回纹影壁之后,夹缬屏风之前,一面上沟壑纵横的男子正就着婀娜女子之手饮得正酣,他笑道,“独占春,你是长安平康坊中来的,可听过周裴二人的姓名?”
“京中姓裴的大人太多了,也不知道此次来的是哪个裴大人,”独占春摸了摸自己手上因拨弄琵琶而生的老茧,“倒是周文致,全平康坊的乐妓都认识他。”
“周思仪果真风流好色,不然也不会连往洛县这样的苦寒之地都不忘带两个妾室。”
“那阿郎你可错了,”独占春用那大袖衫的四尺袖掩住嘴角,“周文致他出名是因为喜欢救风尘,若是平康坊中谁被他撞见凄惨可怜,他定然要为那人赎身。可惜被他买回去可不是做什么大人的姨娘,他会将这些人都放在自家的绣庄染坊做工学手艺。”
“平康坊中乐妓迎来送往,饮得是九酝酒,赏得霓裳舞,怎么受得了针凿印染的苦楚?”马宏远轻刮了刮独占春脸颊上的斜红,“这样不疼惜美人的人,也能惹得平康坊中人趋之若鹜吗?”
独占春冷笑了笑,“是啊,奴也不解,对周思仪前仆后继的那些乐妓,可都是疯魔了?”
“裴与求已然受不了治水的辛苦走了,听你这一说,周思仪也不过是个五陵中狂荡薄情男儿,我倒要看看他能撑到几时!”
马宏远捏着独占春的下巴,将独占春的面庞瞧了个仔细,“春儿,我需要你帮我。
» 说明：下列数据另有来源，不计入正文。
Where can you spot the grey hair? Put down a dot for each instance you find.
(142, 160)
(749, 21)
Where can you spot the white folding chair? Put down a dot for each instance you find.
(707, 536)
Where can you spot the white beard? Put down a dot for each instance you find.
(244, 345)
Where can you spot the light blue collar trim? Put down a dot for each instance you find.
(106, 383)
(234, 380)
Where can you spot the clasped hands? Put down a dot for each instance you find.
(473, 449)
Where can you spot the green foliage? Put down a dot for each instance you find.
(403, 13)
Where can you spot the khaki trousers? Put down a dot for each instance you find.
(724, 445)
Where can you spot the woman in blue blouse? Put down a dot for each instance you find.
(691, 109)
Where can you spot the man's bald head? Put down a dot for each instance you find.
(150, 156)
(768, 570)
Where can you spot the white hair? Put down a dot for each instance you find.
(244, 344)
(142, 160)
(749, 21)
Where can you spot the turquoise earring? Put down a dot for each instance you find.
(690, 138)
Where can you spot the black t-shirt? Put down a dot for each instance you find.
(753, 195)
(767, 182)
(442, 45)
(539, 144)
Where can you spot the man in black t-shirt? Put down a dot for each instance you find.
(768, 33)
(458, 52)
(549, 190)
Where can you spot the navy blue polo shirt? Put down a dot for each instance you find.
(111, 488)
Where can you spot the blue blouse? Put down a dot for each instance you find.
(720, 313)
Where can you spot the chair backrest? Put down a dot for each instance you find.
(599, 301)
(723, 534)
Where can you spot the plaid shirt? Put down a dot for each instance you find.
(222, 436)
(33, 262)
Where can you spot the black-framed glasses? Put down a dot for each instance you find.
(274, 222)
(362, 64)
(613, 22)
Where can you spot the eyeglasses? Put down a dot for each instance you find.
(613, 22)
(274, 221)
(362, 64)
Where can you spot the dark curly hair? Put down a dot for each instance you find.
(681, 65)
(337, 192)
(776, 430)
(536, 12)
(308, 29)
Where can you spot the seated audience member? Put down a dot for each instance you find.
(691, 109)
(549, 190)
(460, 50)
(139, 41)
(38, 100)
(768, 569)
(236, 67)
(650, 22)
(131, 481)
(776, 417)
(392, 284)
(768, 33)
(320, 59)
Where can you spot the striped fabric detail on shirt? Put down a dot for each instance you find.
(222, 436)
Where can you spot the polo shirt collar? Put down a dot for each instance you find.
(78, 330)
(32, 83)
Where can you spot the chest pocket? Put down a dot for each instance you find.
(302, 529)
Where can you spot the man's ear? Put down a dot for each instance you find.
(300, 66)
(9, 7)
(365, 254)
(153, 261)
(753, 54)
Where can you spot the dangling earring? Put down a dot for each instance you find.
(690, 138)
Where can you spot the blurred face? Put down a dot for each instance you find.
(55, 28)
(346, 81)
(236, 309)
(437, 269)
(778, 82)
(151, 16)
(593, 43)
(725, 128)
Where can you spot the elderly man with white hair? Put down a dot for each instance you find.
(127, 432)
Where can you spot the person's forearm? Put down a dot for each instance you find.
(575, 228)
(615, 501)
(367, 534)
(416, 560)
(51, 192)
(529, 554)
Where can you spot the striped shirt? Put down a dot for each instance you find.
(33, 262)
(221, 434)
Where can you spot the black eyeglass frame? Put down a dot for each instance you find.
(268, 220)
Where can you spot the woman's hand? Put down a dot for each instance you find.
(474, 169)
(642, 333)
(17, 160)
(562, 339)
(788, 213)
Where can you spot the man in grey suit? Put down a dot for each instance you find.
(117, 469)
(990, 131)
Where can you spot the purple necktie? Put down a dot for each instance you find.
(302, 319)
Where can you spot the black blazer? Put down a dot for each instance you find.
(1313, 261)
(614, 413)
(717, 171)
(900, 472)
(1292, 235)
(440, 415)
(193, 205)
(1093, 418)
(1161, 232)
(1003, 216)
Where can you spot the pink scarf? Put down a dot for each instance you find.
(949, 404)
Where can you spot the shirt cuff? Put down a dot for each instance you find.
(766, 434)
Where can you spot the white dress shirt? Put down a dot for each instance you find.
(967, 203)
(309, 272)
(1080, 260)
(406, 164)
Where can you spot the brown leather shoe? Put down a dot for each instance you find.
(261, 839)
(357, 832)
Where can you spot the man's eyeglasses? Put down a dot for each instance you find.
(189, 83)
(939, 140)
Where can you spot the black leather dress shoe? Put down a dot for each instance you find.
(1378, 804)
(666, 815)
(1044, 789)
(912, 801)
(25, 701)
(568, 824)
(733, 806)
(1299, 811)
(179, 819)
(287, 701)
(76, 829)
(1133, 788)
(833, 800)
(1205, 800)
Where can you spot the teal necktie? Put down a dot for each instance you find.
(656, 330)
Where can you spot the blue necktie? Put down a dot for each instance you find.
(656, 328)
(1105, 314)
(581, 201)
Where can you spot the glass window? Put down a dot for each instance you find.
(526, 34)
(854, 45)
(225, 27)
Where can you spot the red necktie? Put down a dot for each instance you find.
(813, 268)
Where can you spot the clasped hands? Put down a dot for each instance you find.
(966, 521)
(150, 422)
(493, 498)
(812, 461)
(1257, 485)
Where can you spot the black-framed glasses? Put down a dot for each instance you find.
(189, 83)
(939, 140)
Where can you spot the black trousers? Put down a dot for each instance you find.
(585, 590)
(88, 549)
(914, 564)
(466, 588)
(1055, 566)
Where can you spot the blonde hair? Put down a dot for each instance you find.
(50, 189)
”
——
周思仪昨夜与裴与求假意在那破旧小院中大吵一架,待天刚刚放亮,他便骑快马走了。
周思仪略略向李羡羽、云浓二人解释一二这洛县的情形,便要带人去洛澜河处勘察。
李羡羽一晚上滴水未进,早晨也只喝了半碗清粥,早就饿得前身贴后背,她将脸紧贴着那桌案道,“裴与求自己去城里过好日子了,怎么不将我也带走啊!”